People want to do what they are good at, and it makes sense to let them do that. However, doing well on an individual basis is not enough to succeed. You need to do well at the micro, as well as ensuring that your bit is making a positive contribution to the macro, the efforts of others.

Alignment in the jargon, but it is more than that.

Success in business requires that everyone understands the impact on the business of the decisions they take every day, like taking a ‘sickie. Taking a ‘sickie’ impacts on those around who are relying on the output you would normally deliver. To cover the shortfall entails the added cost of standby capacity, or ‘shorting’ a customer. Therefore, the more everyone understands about the numbers that reflect the performance of the business, the better.

This is not to make everyone accountants, which is the conclusion many jump to, it is just about understanding.

We often use sporting analogies in business, they are easy to see.

This is because business shares four common characteristics with sport.

  • There is a goal, in its simplest terms, to win.
  • There are rules.
  • There is a scoreboard, which in business is normally kept hidden, sometimes deliberately, but most often by default,
  • There are rewards for winning.

In our sporting team, every member of the team ‘owns’ part of the result. If we extend the analogy, for a business to be successful, we need the stakeholders to think and act like owners, they have a stake in the overall success of the business.

This goes way past picking up the pay check on a Friday. The things an employee typically wants from an employer, in addition to the pay check to keep the kids fed and housed, are job security, time off, promotion prospects, the opportunity to learn, to be appreciated, and to be able to see the job as way more than a daily grind. They worry about these things.

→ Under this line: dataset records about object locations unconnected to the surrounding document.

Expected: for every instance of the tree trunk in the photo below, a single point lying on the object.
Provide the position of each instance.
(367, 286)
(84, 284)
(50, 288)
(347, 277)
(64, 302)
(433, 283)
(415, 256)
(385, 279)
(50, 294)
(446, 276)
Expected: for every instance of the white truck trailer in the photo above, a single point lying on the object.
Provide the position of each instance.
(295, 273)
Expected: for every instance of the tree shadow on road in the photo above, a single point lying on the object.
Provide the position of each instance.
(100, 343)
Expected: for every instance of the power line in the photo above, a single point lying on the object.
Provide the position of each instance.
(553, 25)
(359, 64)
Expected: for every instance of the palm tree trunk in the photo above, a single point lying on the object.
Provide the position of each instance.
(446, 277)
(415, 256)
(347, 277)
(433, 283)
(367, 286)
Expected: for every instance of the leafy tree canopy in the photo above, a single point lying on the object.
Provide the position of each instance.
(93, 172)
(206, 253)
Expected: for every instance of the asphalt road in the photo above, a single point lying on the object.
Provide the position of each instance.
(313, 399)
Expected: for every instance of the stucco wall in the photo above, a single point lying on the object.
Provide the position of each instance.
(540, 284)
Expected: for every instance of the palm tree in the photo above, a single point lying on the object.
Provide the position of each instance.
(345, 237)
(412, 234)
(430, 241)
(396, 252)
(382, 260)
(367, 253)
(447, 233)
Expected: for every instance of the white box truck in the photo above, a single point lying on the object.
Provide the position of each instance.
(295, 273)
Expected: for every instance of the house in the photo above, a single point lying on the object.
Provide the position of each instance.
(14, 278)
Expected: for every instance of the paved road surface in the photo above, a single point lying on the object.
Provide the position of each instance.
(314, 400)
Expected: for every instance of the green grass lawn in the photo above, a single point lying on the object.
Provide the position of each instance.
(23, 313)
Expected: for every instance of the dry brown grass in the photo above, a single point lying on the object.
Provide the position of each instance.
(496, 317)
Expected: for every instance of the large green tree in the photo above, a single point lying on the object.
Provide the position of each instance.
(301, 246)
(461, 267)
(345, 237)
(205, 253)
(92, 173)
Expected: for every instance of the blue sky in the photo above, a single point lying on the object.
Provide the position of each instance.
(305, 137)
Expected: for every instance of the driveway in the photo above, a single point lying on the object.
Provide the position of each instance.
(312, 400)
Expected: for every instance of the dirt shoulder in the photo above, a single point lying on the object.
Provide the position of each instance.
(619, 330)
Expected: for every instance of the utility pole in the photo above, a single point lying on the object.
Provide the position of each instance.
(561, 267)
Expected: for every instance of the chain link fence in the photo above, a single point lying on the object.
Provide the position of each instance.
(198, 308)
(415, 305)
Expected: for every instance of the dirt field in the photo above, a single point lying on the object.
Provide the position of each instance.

By contrast, owners and senior management while having all those same worries, are also concerned with all the things that deliver to all stakeholders: satisfied customers, revenue growth, cash, cost control, growth, ROI, which are all necessary if the employees are to be rewarded.

Their goals are the same, it is the language and context that are different.

However, we do have a common language, easy to learn to a sufficient level of understanding to be useful.

That language is the income statement, balance sheet and cash flow statement.

I hear groans: understandable.

Accountants have made these three simple ideas incomprehensible to most people. In unwitting collaboration with the regulators, they have complicated the simple ideas to suit their own purposes.

Broken down to the simplest form, these three reports provide the rules of the game, and the critical numbers that enable everyone to understand the score, while they provide the means to ensure everyone in the game understands their role and stake in the outcome.

To answer the question in the header: to build a successful culture you need to ensure everyone in the game understands the rules, and the way they apply in a volatile environment.